わたしが子供のころ、洋食や和食、中華などの専門店へ出かけることが多かったが、出かける前に「なに食べたい?」と訊かれても、すぐには答えられないことが多かった。そのときの気分で、スパゲティとかハンバーグ、カレー、うなぎ、寿司、すき焼き、天ぷら、牛鍋、ももんじ(爆!)とか答えたとしても、実際に店へ着くと「実は、それほど食べたいわけじゃなかった」・・・と思うこともしばしばだった。子供のことだから、気まぐれや目移りはあたりまえで、カレーライスを前に「ほんとに食べたかったのは天ぷらだったのに」・・・と、残念な思いをしたことが再三ある。
 そんな気まぐれな子供にピッタリだったのが、食べる直前に多彩な料理をリアルタイムで注文できるデパートの食堂だった。ひとつひとつの料理は、それは専門店に比べたら味は一段も二段も落ちると思うのだけれど、なにしろ着いてから写真入りのメニューを眺めながら直前に注文できるのが、子供心にうれしかったのだろう。わたしはデパートの食堂へ出かけると、あれもこれもと注文して食べすぎ、帰るころには気持ちが悪くなったこともしばしばだった。
 なにしろ、ショウウィンドウを見ると、ビーフシチューの横に天ぷら定食が、ステーキの横に寿司が、ラーメンの横にはオムライス、すき焼き定食の横にはカツカレー、チンジャオロースの隣りには鴨南蛮、柳川の隣りにはスパゲティ、フルーツパフェの隣りにはうな重が並んでいたりするので、もううれしくて楽しくて舞い上がってしまうのだった。
 
 そんな、往時のデパート食堂の面影を色濃く残していた、上野駅前の「レストラン聚楽台」が4月に閉店した。最近は、「元祖ファミリーレストラン」がキャッチフレーズだったようだけれど、わたしとしては「デパート食堂の最後の生き残り」と名づけてみたい。閉店の前日、さっそく出かけて昔のデパート食堂の雰囲気を味わってきたのだけれど、どうして料理の味もなかなかだった。
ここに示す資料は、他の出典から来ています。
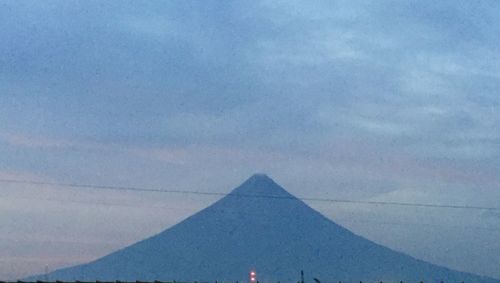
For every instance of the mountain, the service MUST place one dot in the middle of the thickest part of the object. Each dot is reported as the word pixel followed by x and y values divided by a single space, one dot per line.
pixel 259 226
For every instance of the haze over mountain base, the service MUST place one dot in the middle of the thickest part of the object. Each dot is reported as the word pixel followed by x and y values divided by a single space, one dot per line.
pixel 259 226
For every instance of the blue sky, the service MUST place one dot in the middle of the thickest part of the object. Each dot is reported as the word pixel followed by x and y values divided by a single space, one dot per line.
pixel 370 100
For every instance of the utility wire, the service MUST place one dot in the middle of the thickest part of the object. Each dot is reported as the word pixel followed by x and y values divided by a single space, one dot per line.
pixel 138 189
 「ハヤシオムライス」は、必要以上によぶんな香辛料やくどい赤ワインの風味などせず、シャレた見栄えのよい仏野菜なども入れないシンプルな味つけで、懐かしいというよりは素直にうまかった。「ナポリタン」にいたっては、いまや絶滅寸前のウィンナーソーセージ+普通ソーセージ入りのトマトケチャップ味だ。こちらは、美味しいというよりは懐かしかった。昔とちがって、ソーセージに毒々しい着色がなく、自然の色なのも好ましい。料理を注文してからとどくまでのスピードも約5~6分と、子供が飽きてぐずりはじめないぐらいの時間、昔のデパート食堂並みの速さだった。
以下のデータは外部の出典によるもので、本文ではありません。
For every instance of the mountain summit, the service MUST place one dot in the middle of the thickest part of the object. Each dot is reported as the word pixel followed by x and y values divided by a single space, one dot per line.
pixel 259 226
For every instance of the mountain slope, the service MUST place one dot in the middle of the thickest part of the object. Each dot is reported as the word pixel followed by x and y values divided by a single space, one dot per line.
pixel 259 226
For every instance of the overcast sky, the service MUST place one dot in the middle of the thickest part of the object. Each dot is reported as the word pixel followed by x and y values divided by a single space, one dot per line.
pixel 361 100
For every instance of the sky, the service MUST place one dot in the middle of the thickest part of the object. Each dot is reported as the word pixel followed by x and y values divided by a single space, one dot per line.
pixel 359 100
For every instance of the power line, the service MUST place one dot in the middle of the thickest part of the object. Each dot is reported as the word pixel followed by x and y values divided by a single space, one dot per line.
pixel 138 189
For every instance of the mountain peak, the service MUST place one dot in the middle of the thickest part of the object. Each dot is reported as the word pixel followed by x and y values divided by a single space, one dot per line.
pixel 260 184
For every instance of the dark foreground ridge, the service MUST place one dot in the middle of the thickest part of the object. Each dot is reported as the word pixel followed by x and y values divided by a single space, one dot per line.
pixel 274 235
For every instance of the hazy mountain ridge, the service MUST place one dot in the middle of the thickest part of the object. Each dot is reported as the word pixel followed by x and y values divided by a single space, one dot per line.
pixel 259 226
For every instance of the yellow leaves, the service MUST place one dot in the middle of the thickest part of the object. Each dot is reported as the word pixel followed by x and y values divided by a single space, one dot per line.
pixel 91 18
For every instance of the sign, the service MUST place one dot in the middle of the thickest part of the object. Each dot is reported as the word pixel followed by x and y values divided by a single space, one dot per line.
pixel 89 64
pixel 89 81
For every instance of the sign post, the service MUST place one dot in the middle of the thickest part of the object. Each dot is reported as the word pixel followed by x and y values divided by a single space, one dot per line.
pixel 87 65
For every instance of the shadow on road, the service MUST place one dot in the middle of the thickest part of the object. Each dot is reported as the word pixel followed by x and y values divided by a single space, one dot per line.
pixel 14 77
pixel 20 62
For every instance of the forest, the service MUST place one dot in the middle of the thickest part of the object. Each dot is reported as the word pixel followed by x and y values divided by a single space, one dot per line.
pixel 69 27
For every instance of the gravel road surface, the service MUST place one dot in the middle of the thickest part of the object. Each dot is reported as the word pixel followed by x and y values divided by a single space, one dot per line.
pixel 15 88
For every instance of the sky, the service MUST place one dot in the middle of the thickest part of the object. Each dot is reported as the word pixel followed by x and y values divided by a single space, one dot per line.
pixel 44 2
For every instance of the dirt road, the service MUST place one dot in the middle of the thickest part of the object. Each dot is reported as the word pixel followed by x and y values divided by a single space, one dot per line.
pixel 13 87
 閉店の前日に出かけたせいか、かなりの混雑ぶりだった。年配の方が目についたのは、おそらく東北地方から集団就職などで上野駅に着いて、まず雇用主にご馳走になったのが「レストラン聚楽台」だった・・・という記憶をお持ちの方が多いせいだろう。閉店と聞いて、懐かしくて食べにきた人たちもいたにちがいない。わたしは、上野駅界隈にはあまり懐かしさを感じないけれど、「レストラン聚楽台」の味は子供のころの東京を、ストレートに思い出させてくれた。
 
 上野駅前にあった「レストラン聚楽台」は閉店してしまったが、目と鼻の先にある上野のガード下、アメ横入口の総本店「レストラン聚楽」はそのまま健在だ。もともとは、「須田町食堂」の流れをくむ洋食屋だと思うが、「聚楽」の名称は文学好きの方なら頻繁に出合っているだろう。こちらは、姉妹店だった「レストラン聚楽台」のメニューに比べ、ほんの少し高級志向で値段もやや高めなのだけれど、やはり洋食と中華がいっしょに出てくるところが楽しい。そう、「聚楽」は岩手から出てきた宮沢賢治の行きつけだった洋食屋としても有名で、なにかと注文が多くなりそうな料理店なのだ。

■写真上:こんなディスプレイさえいまや貴重で、ファミレスとは明らかに異なる雰囲気だ。
■写真中:左は、ディスプレイのつづき。まだまだ、メニューのほんの一部にしかすぎない。右は、懐かしいオールケチャップ風味の「ナポリタン」。60~70年代の東京の匂いがした。
■写真下:左は、洋食屋の定番「ハヤシオムライス」。右は、ガード下で健在の「レストラン聚楽」。